The Tribunal has accepted in the past that an approval may come within the definition of permit or permission for the purposes of s 31: see Surf Air and Civil Aviation Authority (1991) 22 ALD 118 at 122 per O’Connor J. (The question over whether the decision was made under the CAA, the CAR or the Civil Aviation Orders which was raised in that case does not arise here.) I think that is the right approach. While I take Mr Harvey’s point that most of the permissions referred to in s 31 are authorisations to do something that might not otherwise be permitted, I do not think that compels me to exclude approvals that merely enable something to be done (ie, permit a student to take the training provided by the approval holder into account) given the breadth of the words certificates, permissions, permits or licences.

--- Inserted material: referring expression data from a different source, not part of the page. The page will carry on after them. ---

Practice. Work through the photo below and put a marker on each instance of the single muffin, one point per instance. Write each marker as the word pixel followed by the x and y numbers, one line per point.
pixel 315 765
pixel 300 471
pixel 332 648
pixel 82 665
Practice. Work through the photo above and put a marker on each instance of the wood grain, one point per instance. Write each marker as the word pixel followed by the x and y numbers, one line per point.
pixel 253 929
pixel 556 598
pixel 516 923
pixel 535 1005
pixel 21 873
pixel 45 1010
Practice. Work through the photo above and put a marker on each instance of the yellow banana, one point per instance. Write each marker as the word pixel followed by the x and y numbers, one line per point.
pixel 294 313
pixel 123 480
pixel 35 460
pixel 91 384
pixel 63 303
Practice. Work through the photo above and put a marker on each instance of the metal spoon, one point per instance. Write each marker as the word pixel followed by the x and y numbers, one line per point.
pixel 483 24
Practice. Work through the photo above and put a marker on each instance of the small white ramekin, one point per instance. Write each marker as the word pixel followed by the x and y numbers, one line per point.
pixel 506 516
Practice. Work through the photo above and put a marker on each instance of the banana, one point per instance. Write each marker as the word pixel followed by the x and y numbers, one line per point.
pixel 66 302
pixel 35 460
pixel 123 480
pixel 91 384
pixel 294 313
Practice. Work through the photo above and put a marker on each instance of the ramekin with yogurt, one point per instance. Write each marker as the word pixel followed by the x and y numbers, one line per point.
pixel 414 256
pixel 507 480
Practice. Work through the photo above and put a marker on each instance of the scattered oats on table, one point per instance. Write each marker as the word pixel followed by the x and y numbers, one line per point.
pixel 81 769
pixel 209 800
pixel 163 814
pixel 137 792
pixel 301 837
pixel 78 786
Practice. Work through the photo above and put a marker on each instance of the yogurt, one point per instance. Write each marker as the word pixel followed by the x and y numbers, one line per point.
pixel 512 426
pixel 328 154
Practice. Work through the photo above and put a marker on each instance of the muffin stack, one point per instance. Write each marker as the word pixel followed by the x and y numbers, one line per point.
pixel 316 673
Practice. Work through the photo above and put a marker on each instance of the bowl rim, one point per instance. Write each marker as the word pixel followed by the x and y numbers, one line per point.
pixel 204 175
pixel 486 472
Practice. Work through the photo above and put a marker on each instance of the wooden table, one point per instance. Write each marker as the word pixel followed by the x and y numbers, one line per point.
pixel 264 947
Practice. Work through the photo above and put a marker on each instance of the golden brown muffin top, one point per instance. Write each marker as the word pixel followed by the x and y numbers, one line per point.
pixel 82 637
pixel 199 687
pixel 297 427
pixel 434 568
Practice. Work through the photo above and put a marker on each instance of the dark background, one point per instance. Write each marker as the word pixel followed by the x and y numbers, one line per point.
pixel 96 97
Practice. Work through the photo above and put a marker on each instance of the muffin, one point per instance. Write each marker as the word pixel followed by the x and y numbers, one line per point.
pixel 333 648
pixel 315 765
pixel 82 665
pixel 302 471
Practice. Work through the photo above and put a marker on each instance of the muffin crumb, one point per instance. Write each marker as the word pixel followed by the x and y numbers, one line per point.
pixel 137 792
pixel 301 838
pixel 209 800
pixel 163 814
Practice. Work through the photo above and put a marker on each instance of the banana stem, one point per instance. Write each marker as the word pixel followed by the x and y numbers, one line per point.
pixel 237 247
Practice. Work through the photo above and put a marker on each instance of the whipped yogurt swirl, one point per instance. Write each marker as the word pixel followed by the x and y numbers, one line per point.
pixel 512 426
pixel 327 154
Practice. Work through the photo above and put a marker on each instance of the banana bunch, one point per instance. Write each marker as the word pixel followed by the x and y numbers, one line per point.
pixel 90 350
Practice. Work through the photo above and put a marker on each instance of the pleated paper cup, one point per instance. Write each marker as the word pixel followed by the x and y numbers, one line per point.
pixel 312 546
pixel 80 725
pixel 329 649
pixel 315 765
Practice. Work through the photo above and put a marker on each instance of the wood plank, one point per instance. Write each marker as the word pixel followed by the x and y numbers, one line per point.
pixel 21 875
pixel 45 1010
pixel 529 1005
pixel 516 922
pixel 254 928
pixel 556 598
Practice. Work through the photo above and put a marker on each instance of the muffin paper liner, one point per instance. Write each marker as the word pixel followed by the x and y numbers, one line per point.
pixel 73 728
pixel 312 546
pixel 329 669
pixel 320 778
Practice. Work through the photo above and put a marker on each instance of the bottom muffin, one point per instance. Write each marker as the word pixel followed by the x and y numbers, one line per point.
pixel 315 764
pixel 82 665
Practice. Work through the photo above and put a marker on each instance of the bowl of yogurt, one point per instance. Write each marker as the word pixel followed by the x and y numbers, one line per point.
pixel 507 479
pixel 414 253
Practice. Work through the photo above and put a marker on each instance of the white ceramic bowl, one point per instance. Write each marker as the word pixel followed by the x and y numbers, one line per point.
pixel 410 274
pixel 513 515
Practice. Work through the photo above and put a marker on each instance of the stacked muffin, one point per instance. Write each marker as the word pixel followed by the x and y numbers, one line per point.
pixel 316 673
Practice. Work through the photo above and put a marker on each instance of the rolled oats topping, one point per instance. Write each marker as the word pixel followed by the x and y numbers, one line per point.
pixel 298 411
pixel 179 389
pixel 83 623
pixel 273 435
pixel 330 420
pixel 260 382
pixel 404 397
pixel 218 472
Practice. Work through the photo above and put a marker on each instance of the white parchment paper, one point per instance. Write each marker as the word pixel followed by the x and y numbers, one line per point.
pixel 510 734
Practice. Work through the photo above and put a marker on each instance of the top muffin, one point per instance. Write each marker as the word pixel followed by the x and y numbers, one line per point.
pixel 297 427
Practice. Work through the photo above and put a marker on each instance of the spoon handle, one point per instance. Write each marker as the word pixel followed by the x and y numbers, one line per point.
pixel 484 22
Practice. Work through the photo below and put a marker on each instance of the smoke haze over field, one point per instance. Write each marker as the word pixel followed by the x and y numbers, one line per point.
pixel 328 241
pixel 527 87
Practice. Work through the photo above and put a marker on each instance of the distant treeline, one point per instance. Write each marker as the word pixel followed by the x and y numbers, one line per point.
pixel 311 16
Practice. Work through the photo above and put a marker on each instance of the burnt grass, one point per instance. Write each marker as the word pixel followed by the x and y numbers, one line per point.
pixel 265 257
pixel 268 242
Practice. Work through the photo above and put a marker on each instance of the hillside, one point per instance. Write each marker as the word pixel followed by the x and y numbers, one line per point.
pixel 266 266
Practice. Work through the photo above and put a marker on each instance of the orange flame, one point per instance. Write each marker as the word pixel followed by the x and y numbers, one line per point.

Having concluded a decision in relation to an approval issued under CAR 5.20 appears to fall within the language of s 31, I am untroubled by the fact CAR 297A identifies particular decisions that are reviewable pursuant to CAR 297A. I do not think creating a right to appeal a particular decision under CAR 297A should exclude review of a different decision under s 31 if the different decision qualifies as a certificate, permission, permit or licence.
should orders under s 41(2) of the aat act be made in this case?
Mr Logan noted the applicants had already filed material in support of the original application for a stay. He said the applicants continued to rely on that material. He said there had been no change save that the financial position of the corporate applicant’s business had been hurt by the ongoing cloud over its reputation and by the delay in bringing the application to a hearing because of the respondent’s tardiness in filing the T documents.
The respondent was afforded the opportunity to comment on any matters that I needed to take into account. I am particularly interested in any safety concerns that have arisen after the original stay was granted. The respondent did not bring any issues of this nature to my attention.
The original stay decision is set out in AMT Helicopters Pty Ltd and Civil Aviation Safety Authority [2006] AATA 314. Given it appears nothing of substance has changed since the date of that decision, I am content to adopt the reasoning and extend the stay orders that have already been made until such time as the Tribunal can hear and determine the matters in dispute. I also order that the approval referred to in Instrument Number CASA 334/04 be extended and remain in effect until the Tribunal hears and determines the matters in dispute.
I made an order on 30 June 2006 giving effect to these reasons. After taking into account the comments of the parties made in relation to the order I have decided to issue an amended order.
I certify that the 24 preceding paragraphs are a true copy of the reasons for the decision herein of Senior Member B J McCabe.
Signed: .....................................................................................
Associate Adam Ryan
Date of Hearing 30 June 2006
Date of Order 30 June 2006
Date of Amended Order 4 July 2006
Date of Written Reasons 4 July 2006
The applicant was represented by Mr Logan, Senior Counsel.The respondent was represented by Mr Harvey, of Counsel.